I raised my persian cat since she was 9 weeks old; she is 6 now. For years we`ve been grooming her proffesionally, and it always cost us pretty penny because as mellow as she is around the house, once she sees a groomer with the clippers, she turns into a demon cat.
Since economy went bad, i`ve been shaving her on my own, for two years now, and even though i have help from my husband and daughter, she always ends up looking like a clown. She is just plain nasty while we`re attempting a shave. Otherwise, she never did or would scratch anyone. 
She is due to be shaven again, i was thinking of doing it this weekend, but i am sure there is some trick out there that i am not aware of. Please help, if you can...
Thanks in advance! BTW, she will let me do her back, but nothing else. Not without a fight.


----------



## hoofmaiden (Sep 28, 2009)

I never really understand why people shave cats.  It's so much better to groom regularly--easier on all involved, esp. the cat. Part of having a longhaired cat is working w/ them from the beginning to accept, or even enjoy, grooming. My mom's 2 Ragdolls lay down happily for grooming.

What's the point of having a longhaired cat if you remove the hair all the time??

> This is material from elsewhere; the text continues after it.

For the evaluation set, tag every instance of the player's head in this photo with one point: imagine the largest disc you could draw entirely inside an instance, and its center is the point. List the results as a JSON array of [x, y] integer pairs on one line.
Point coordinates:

I would have her professionally groomed -- shaved if necessary if she's developed mats -- and then get into the habit of grooming for 5 min. a day from hereon out.


----------



## Heidi n Q (Nov 22, 2006)

I feel fortunate that the kitties I shave are very agreeable. I can do both by myself, using just a toy or brush to keep them near me ... and my secret trick is a clothes pin with a strong spring to use as a 'fake scruff hold'. It is like having an extra hand. If the kitty is a little too active, I will put us in the smallest bathroom because the clippers will reach *everywhere* in that bathroom from the plug and the kitty can't get away.
_Both of these cats only get shaved if they develop snarls and matts. Usually I can brush them and keep the snarls from even becoming matts. I haven't had to shave anyone in several years._

Squirrely-Jo loves the attention and Shasta will 'talk' to me during the entire process; her giving little meh's, merr's and meow's and I make the same noises back at her and/or just talk and 'converse' with her.

S-Jo:






























Shasta:


----------



## itsybuggy (Mar 12, 2010)

Thanks for the tips. We shave her because we live in Phoenix AZ, and she likes to hang out in the backyard. We have rock landscape, so when she rolls around, she gets matted everywhere. I think it`d be selfish to keep a cat indoor 24-7 for the sake of having pretty persian with long hair. We noticed that if she`s shaven, she will never vomit hairballs, but even with every day brushing which my daughter will happily do, she vomits her own hair couple times a week, at least. Also she is not very skilled in her litter box, and usually when her fur grows she will have pieces of litter hanging all over her belly. One more thing: we noticed that she is 100 % more active and in good mood after all the fur comes off, even though she hates getting haircut.


----------



## RachandNito (Nov 21, 2008)

Seems like a valid enough reason to shave her. Do you trim her claws? If not, I would recommend looking into it. It will dull her nails, so if she manages to land a strike you won't get as injured.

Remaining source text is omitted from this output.